From The Lustgaren Foundation: Dear Terri,

Pancreatic cystadenocarcinoma is quite rare and, if removed typically has fair prognosis (63% of patients do not have recurring cancers within 5 years).   It is true that typically, if this cancer recurs after surgery, it does so within the first 3 years and occasionally within the first 8 so it is very uncommon for this type of cancer to return after 16 years.  The unfortunate side note to this is that the bulk of information on cancer recurrence is accumulated after the first 5 years after treatment with a few studies going out to 10 years and even fewer to 20.

From Holly: I have had 3 family members pass from this cancer one being my dad, can they remove the pancreas from someone like me as prevention? I know insulin would be necessary to live after removal of pancreas. 
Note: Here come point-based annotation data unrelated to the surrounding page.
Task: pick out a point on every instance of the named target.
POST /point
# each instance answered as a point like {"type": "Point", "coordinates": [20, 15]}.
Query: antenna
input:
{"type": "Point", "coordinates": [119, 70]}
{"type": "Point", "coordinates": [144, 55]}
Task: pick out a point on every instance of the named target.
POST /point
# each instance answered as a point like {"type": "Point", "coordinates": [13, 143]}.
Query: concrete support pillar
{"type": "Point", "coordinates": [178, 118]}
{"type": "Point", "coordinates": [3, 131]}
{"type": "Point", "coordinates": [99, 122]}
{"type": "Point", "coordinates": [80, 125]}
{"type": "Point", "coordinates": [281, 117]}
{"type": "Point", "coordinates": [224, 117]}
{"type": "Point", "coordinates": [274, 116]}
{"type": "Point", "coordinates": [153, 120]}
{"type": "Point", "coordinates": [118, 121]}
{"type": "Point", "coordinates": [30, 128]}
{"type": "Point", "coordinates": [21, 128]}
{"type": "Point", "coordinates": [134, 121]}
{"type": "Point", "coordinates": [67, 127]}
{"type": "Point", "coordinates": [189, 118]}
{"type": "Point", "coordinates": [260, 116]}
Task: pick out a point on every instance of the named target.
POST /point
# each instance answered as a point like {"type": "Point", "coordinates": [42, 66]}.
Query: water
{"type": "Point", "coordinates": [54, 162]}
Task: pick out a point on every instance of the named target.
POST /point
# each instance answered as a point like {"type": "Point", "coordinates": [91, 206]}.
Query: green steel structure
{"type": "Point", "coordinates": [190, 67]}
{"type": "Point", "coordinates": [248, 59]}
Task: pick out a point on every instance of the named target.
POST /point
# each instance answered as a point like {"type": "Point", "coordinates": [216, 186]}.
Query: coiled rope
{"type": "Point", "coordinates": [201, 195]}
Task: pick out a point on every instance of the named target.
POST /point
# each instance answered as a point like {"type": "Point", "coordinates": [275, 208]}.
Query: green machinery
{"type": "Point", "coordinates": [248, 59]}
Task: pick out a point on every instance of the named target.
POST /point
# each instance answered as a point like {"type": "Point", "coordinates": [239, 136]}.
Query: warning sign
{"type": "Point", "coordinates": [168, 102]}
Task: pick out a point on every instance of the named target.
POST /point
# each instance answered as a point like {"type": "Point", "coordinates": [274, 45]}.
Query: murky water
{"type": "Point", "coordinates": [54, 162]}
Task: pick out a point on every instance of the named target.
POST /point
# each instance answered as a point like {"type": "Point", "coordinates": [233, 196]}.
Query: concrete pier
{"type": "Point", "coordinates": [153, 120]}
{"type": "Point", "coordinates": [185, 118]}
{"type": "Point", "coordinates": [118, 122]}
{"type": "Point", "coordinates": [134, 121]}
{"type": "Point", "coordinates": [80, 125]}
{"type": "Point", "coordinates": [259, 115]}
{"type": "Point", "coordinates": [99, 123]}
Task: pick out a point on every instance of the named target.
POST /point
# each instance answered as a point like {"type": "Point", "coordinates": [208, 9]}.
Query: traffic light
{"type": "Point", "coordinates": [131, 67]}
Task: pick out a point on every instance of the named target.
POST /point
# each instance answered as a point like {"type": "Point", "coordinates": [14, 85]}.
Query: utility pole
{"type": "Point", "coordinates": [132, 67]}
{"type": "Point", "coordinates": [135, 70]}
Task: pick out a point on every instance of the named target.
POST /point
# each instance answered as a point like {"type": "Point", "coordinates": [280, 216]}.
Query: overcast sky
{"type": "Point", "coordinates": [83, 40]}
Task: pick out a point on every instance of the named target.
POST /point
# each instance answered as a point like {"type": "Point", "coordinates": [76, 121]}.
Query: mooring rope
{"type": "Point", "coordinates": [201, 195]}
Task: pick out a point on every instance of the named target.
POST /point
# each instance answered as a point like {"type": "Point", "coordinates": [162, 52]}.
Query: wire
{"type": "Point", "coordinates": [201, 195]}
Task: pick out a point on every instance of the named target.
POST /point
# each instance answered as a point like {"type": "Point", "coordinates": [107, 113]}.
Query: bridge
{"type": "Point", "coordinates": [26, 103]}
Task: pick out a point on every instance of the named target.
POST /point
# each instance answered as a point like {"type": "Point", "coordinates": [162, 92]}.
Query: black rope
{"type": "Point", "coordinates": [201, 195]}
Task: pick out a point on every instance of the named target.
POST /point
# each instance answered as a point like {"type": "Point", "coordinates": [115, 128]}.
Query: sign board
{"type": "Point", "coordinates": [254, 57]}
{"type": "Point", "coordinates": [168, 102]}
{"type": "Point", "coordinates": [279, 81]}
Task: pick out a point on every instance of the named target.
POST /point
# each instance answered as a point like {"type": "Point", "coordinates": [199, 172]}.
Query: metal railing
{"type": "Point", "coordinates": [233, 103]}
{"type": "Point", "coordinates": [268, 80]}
From The Lustgarten Foundation: Dear Holly,

As medicine and surgical techniques have improved, there are situations where whole pancratectomies have been done in high-risk patients who show signs of precancerous lesions.  Clearly, this is not a routine procedure, nor is it without serious risks not only to health but quality of life.  As the pancreas is critical not only for the regulation of blood sugar but also for digestion, patients with pancreatectomies need to strictly regulate their diets and replace the pancreas digestive enzymes they no longer can make as well as constantly monitor and control their insulin levels.  As you have had several family members pass from pancreatic cancer, I would encourage you to contact one of the several groups that follow hereditary pancreatic cancer families and offer surveillance programs which can be found in our interview with an expert series on Screening and Early Detection.


From Terri: What are the chances of Pancreatic Cancer being hereditary?   

From The Lustgarten Foundation: Dear Terri,

Hereditary pancreatic cancer, which increases risk of developing the disease in family members, plays a role in 5-10% of patients.